On Mon, Jun 30, 2014 at 08:54:52PM +0200, Markus Teich wrote:
> Heyho,
> 
> since I did not find any suckless project regarding this issue, I would like 
> to
> ask you guys for some feedback:
> 
> 
> unsigned char *msg;
> size_t msg_size;
> struct foo *msg_data;
> struct bar *msg_signature;
> 
> msg_size = sizeof(unsigned char)        // op
>       + sizeof(struct foo)    // data
>       + sizeof(struct bar)    // signature
> msg = malloc(msg_size);
> 
> *msg = MSG_OP_SIGNED_DATA;
> 
> msg_data = (struct foo *)(msg + 1);
> msg_data->field0 = bla;
> msg_data->field1 = blub;
> 
> msg_signature = (struct bar *)(msg_data + 1);
> create_signature(msg, msg_signature);
> 
> sendmsg(msg);
> 
> free(msg);
> 
> 
> I feel it is pretty good already compared to other message packing I've seen,
> but do you know a way to make it suck even less?
> 
> --Markus
> 

The alignment issue was already mentioned (there's nothing like your
program working at home and then suddenly dying of SIGBUS in the field
to hammer that point home), but unless all your data is single bytes,
you also have byte order problems. Solving these requires some suck.
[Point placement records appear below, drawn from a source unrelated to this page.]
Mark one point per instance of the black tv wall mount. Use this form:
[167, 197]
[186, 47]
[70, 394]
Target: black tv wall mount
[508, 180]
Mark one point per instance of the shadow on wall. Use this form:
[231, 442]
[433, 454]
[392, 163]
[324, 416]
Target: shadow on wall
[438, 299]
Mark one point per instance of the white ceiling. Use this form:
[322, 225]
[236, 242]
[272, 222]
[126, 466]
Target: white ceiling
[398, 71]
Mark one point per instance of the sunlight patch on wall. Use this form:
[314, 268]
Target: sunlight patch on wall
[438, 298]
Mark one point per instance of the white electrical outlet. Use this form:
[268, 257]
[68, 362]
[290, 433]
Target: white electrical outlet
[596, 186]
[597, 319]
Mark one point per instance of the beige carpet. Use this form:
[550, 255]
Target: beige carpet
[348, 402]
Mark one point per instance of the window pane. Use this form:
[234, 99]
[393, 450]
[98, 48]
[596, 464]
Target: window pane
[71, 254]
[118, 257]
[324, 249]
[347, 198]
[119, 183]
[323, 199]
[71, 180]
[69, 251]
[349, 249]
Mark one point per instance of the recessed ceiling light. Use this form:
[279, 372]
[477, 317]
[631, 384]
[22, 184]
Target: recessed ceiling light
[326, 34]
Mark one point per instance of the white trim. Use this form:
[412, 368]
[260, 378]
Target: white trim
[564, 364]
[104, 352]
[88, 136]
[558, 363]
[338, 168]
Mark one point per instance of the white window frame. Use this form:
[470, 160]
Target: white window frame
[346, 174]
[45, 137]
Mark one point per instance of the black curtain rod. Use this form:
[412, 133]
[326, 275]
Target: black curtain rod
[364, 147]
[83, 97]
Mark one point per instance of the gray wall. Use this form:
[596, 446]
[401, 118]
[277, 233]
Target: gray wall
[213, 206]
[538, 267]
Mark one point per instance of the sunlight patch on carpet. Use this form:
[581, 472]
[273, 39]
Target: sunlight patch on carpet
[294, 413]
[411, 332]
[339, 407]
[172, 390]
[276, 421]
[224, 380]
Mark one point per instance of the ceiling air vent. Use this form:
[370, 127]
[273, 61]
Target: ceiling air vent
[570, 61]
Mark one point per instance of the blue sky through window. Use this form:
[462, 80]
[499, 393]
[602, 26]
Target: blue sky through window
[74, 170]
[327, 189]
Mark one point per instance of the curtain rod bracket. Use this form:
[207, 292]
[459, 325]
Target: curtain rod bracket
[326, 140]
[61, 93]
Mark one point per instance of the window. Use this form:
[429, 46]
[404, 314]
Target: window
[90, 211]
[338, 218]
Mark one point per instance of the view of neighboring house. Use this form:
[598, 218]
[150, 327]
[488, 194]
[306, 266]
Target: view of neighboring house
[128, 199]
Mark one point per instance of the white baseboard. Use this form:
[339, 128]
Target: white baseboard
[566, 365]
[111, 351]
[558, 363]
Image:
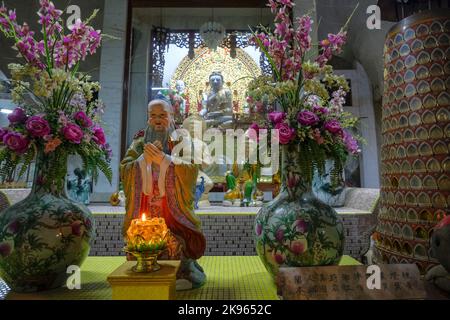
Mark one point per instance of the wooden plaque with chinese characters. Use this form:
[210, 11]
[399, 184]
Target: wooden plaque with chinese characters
[398, 281]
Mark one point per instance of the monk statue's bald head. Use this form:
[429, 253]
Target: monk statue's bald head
[159, 115]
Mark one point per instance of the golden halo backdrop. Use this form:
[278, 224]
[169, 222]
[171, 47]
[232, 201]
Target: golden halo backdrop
[237, 73]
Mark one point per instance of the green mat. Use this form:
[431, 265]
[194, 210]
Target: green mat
[229, 277]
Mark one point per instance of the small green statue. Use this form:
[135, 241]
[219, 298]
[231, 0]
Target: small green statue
[233, 194]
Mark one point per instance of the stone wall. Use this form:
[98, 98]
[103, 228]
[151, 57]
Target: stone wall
[230, 235]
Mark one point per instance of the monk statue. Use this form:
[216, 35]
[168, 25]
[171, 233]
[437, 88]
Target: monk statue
[219, 103]
[149, 175]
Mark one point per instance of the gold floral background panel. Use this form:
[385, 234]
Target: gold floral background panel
[237, 72]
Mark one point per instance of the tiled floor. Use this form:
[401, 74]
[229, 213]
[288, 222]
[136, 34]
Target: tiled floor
[240, 278]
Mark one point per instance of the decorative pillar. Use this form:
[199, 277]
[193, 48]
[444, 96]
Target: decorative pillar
[415, 191]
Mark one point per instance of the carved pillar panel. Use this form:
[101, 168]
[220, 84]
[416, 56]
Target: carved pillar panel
[415, 191]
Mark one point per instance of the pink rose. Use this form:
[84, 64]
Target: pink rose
[17, 116]
[99, 136]
[82, 119]
[277, 117]
[16, 142]
[320, 110]
[285, 133]
[73, 133]
[307, 118]
[333, 126]
[37, 126]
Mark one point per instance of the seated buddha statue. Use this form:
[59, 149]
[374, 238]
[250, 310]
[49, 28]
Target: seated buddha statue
[219, 103]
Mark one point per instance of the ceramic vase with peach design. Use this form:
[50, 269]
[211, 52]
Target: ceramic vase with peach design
[41, 236]
[296, 229]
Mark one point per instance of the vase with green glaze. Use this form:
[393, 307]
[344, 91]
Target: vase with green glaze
[41, 236]
[296, 229]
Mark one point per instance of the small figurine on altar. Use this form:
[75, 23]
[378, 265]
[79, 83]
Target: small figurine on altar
[80, 187]
[233, 195]
[179, 99]
[219, 103]
[154, 184]
[440, 250]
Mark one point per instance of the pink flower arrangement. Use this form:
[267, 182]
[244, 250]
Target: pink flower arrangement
[37, 126]
[82, 119]
[276, 117]
[73, 133]
[16, 142]
[307, 118]
[17, 116]
[308, 98]
[285, 133]
[99, 136]
[333, 126]
[64, 117]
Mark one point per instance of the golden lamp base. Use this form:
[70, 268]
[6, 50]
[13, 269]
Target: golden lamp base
[146, 261]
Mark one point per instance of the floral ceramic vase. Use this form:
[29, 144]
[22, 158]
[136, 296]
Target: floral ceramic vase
[323, 189]
[41, 236]
[296, 229]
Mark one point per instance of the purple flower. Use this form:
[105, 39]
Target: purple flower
[333, 126]
[254, 131]
[37, 126]
[3, 131]
[350, 143]
[277, 117]
[5, 249]
[108, 151]
[17, 116]
[99, 136]
[292, 180]
[285, 133]
[73, 133]
[16, 142]
[320, 110]
[307, 118]
[82, 119]
[279, 235]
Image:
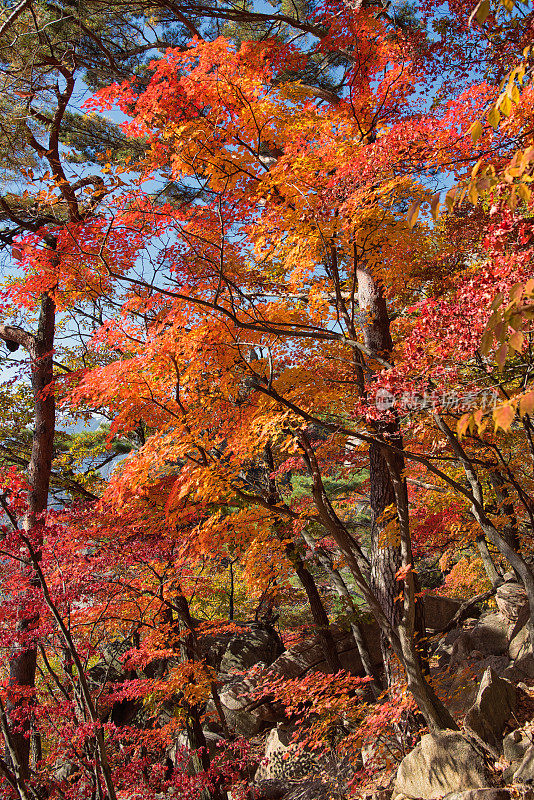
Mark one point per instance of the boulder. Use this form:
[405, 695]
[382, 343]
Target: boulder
[520, 644]
[512, 602]
[283, 759]
[274, 789]
[181, 751]
[441, 763]
[491, 793]
[495, 702]
[522, 669]
[489, 637]
[110, 667]
[234, 651]
[244, 716]
[308, 655]
[244, 650]
[525, 771]
[460, 686]
[515, 745]
[439, 611]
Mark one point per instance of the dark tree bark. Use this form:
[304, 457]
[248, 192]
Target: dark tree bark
[318, 611]
[23, 659]
[385, 553]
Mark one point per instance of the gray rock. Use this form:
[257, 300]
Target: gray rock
[282, 760]
[511, 599]
[244, 650]
[496, 700]
[255, 641]
[520, 644]
[515, 745]
[522, 669]
[491, 793]
[66, 770]
[183, 753]
[273, 789]
[525, 771]
[441, 763]
[489, 637]
[439, 611]
[308, 654]
[242, 713]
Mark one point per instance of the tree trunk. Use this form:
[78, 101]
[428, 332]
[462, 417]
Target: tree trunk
[318, 611]
[385, 551]
[23, 658]
[341, 589]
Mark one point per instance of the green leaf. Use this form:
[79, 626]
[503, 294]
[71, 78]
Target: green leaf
[482, 11]
[412, 214]
[476, 130]
[494, 117]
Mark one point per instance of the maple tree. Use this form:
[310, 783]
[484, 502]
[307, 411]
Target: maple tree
[271, 312]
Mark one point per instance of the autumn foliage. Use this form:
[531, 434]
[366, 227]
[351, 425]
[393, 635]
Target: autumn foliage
[303, 307]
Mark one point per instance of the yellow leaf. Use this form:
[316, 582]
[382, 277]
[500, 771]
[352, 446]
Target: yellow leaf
[412, 214]
[434, 206]
[482, 11]
[463, 424]
[503, 416]
[449, 198]
[476, 130]
[500, 357]
[494, 117]
[526, 404]
[473, 193]
[505, 105]
[517, 341]
[524, 192]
There are basically only two ways to resolve these problems: Either copy
the data into the buffer and flip it later, or flip it on the way. I'd
personally go with flipping on the way:

unsigned char *p = msg;
*p++ = MSG_OP_SIGNED_DATA;
align32(&p, msg);
write_be32(&p, bla);
write_be16(&p, blub);
/* and so on */

Then implement them like:

void write_be32(unsigned char **p, uint32_t i)
{
    *(*p)++ = i >> 24;
    *(*p)++ = i >> 16;
    *(*p)++ = i >>  8;
    *(*p)++ = i;
}

Then you are even independent of the host processor's byte order.